Trial recruitment commenced Oct 2017 and is currently ongoing. The duration of the trial is 24 months.
The trial is registered with the ISRCTN registry. The trial reference is ISRCTN60291091.
It is important to perform a pilot feasibility trial when the logistics of a large-scale trial are unclear [62, 63]. Whilst there is a large evidence of effectiveness of brief intervention within primary care  and other health settings , this is the first trial of alcohol brief interventions with parents in a social care setting. Trials of other psychosocial interventions with substance misusing parents have mostly included parents who are dependent upon substances rather than being hazardous or harmful alcohol users. Typically, the participants of these trials are mothers, with a lack of trials including fathers.
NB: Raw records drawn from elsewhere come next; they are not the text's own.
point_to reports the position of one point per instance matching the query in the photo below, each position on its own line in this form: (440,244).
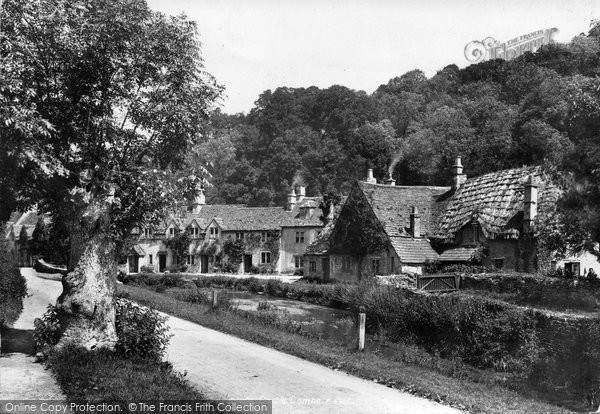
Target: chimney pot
(199,201)
(370,179)
(415,222)
(389,180)
(458,178)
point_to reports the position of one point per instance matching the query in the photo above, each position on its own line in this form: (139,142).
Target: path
(21,378)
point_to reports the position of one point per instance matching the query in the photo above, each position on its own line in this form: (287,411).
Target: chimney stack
(415,222)
(300,193)
(291,200)
(370,179)
(458,178)
(389,180)
(530,204)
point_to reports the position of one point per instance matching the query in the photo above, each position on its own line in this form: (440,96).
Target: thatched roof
(494,200)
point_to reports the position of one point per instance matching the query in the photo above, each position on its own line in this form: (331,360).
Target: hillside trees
(100,102)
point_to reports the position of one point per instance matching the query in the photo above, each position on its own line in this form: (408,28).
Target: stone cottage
(489,219)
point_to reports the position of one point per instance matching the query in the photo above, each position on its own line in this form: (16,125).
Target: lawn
(404,367)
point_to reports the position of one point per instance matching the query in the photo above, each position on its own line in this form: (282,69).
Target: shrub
(13,288)
(47,329)
(141,331)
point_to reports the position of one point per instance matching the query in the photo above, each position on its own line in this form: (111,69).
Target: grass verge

Further, these trials have mostly been conducted within the USA, with important social care and child welfare system differences.
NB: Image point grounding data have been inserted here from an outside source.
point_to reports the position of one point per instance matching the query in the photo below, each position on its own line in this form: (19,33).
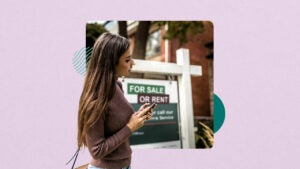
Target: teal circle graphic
(219,113)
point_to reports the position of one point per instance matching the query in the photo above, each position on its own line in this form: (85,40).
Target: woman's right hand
(138,118)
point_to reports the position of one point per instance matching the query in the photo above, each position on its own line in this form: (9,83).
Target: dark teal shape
(219,113)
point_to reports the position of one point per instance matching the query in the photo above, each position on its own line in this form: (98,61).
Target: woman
(105,118)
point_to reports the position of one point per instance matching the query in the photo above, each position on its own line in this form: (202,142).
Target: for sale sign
(162,130)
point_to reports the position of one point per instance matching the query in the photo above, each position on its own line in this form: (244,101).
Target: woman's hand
(138,118)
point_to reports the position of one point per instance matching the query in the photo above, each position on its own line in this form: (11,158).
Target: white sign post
(184,71)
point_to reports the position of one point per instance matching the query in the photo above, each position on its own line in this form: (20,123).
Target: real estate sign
(162,131)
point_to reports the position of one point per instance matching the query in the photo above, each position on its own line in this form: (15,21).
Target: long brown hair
(100,80)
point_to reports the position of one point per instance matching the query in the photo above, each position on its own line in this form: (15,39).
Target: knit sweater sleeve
(99,145)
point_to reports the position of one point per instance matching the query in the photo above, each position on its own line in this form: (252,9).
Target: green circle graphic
(219,113)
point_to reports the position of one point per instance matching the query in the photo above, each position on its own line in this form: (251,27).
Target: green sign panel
(133,88)
(162,127)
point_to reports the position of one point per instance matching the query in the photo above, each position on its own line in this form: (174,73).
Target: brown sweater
(108,140)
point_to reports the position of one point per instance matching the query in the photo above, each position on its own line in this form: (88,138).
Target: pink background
(256,75)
The UK early help family support and children’s social care setting is different to healthcare settings. Parents may be unwilling to disclose their alcohol use, particularly within statutory social care settings where fear of judgement may be high. Randomised controlled trials are uncommon in the social care setting; busy practitioners may find it difficult to implement trial processes within their routine practice or may not be motivated to do so. Parents may be unwilling to consent to participate in a trial of brief alcohol interventions, follow-up rates are unknown in this population and there may be variation in recruitment and retention rates between mothers and fathers. Little is understood about the most appropriate professional (early help family support practitioner, social worker, family support worker) to deliver an alcohol intervention to parents. This pilot feasibility trial will indicate whether a definitive trial of the effectiveness and cost-effectiveness of alcohol screening and brief intervention with parents within early help family support and children’s social care setting is feasible and, if so, how such a trial should be designed.
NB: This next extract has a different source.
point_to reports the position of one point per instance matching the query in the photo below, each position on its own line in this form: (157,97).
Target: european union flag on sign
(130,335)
A key consideration in the design of a potential future trial is whether the trial should consist of two or three arms. The decision to include three arms within the current pilot feasibility trial is based upon the sensitivity of the topic of alcohol misuse by parents within this setting. The social care practitioner has an ongoing relationship with the parent; this relationship may help or hinder the delivery of an alcohol intervention. The social care practitioner has a responsibility to respond to a wide range of family needs and the opportunistic delivery of a brief alcohol advice intervention may be experienced as an appropriate activity. Conversely, the context of the relationship might create a threat that is not conducive of behaviour change. A specialist alcohol practitioner will be skilful in behaviour change techniques and may offer a relationship wherein the parent feels more able to disclose alcohol misuse. Yet hazardous and harmful alcohol users may not perceive their alcohol use as warranting attendance at specialist alcohol services. Intervention piloting will also enable intervention detail to be refined. These issues will be examined in-depth within the realist evaluation, which will add rich understanding to the quantitative data gathered in the pilot feasibility trial.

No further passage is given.